27/03/2019 16:52 - Política
Radioagência
Presidente da CCJ quer debate sobre ativismo judicial
O presidente da Comissão de Constituição e Justiça, deputado Felipe Francischini (PSL-PR) propôs, nesta quarta-feira, que a comissão discuta em audiência pública o chamado ativismo judicial.
O ativismo judicial se caracteriza por atitudes do Poder Judiciário que interfeririam na harmonia entre os três poderes.
Por exemplo, políticos que se identificam mais com a esquerda tendem a classificar como ativismo a decisão do Supremo Tribunal Federal que estabeleceu a possibilidade de prisão após condenação em segunda instância, já que a presunção da inocência, prevista na Constituição Federal, diz que ninguém será considerado culpado até que sejam esgotados todos os recursos.
Por outro lado, políticos de perfil mais conservador consideram ativismo o julgamento, também por parte do Supremo, sobre a criminalização da homofobia. Esse julgamento está suspenso no STF, mas, até o momento, quatro ministros se declararam favoráveis à criminalização.
Resumindo: partidos das mais diferentes posições no espectro ideológico têm manifestado incômodo com decisões do Judiciário.
Para o deputado Felipe Francischini, o Poder Legislativo sai enfraquecido.
"Eu vejo um debate jurídico hoje que acaba tolhendo o Legislativo. eu vejo muito noticiado o Judiciário, o Executivo nos seus órgãos de execução, no entanto o Legislativo tem sido cada vez mais enfraquecido no debate público das matérias."
O deputado Fábio Trad, do PSD do Mato Grosso do Sul, elogiou a iniciativa do debate, mas ressaltou que o Legislativo não tem sido rápido o suficiente para atender demandas da população.
"Trata-se, na realidade, de um tema fundamental pra se compreender a relação entre os poderes.

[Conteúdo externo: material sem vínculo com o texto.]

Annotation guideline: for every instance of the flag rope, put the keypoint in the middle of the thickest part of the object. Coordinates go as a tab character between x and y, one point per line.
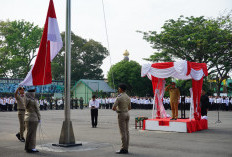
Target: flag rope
107	39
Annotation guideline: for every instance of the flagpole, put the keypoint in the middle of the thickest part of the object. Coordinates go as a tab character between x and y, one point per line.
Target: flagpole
67	136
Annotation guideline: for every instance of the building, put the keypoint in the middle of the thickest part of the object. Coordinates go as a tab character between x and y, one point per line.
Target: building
86	88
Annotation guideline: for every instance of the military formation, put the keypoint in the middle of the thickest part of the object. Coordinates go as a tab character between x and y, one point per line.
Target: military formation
215	103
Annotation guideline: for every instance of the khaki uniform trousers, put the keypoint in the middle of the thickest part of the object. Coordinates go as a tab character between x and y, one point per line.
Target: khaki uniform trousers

Muito se acusa o Poder Judiciário de exacerbar na sua função de prestar a jurisdição. Mas também é preciso entender que inclusive nesta Casa muitas demandas não solucionadas pelo voto desembocam lá no Supremo Tribunal Federal."
Entendimento parecido tem o deputado Marcelo Ramos, do PR do Amazonas.

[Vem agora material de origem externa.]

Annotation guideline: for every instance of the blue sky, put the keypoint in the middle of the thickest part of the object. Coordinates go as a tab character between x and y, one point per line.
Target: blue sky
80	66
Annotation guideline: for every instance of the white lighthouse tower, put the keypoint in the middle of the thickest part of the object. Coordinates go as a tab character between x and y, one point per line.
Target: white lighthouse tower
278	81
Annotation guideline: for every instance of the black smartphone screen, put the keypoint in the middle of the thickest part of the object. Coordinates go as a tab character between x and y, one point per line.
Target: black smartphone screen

"Esse é um debate presente no mundo jurídico e, necessariamente, no mundo político. Há dúvidas sobre a intervenção de um poder sobre o outro. Mas o deputado Fábio Trad bem diz que a sociedade não espera nós legislarmos para ter os seus conflitos. O Poder Judiciário tem vários equívocos, vários. Um deles não é julgar contra a opinião pública."
Para a vice-presidente da CCJ, deputada Bia Kicis, do PSL do Distrito Federal, a tese de que o judiciário age no vácuo criado pela lentidão do Legislativo é falha, pois não aprovar determinadas leis também pode ser uma opção do Congresso.

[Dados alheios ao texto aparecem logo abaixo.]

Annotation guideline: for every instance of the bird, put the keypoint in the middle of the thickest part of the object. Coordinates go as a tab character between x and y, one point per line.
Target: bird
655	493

"Não legislar pode ser uma opção política. Nós não podemos ser obrigados a legislar sobre algum tema. Muitas vezes projetos são encaminhados e são arquivados porque não é da vontade do Congresso como representante do povo transformar em lei algum assunto."
Os deputados da CCJ ainda deverão votar um requerimento formalizando o pedido de audiência pública sobre ativismo judicial, que não tem data marcada.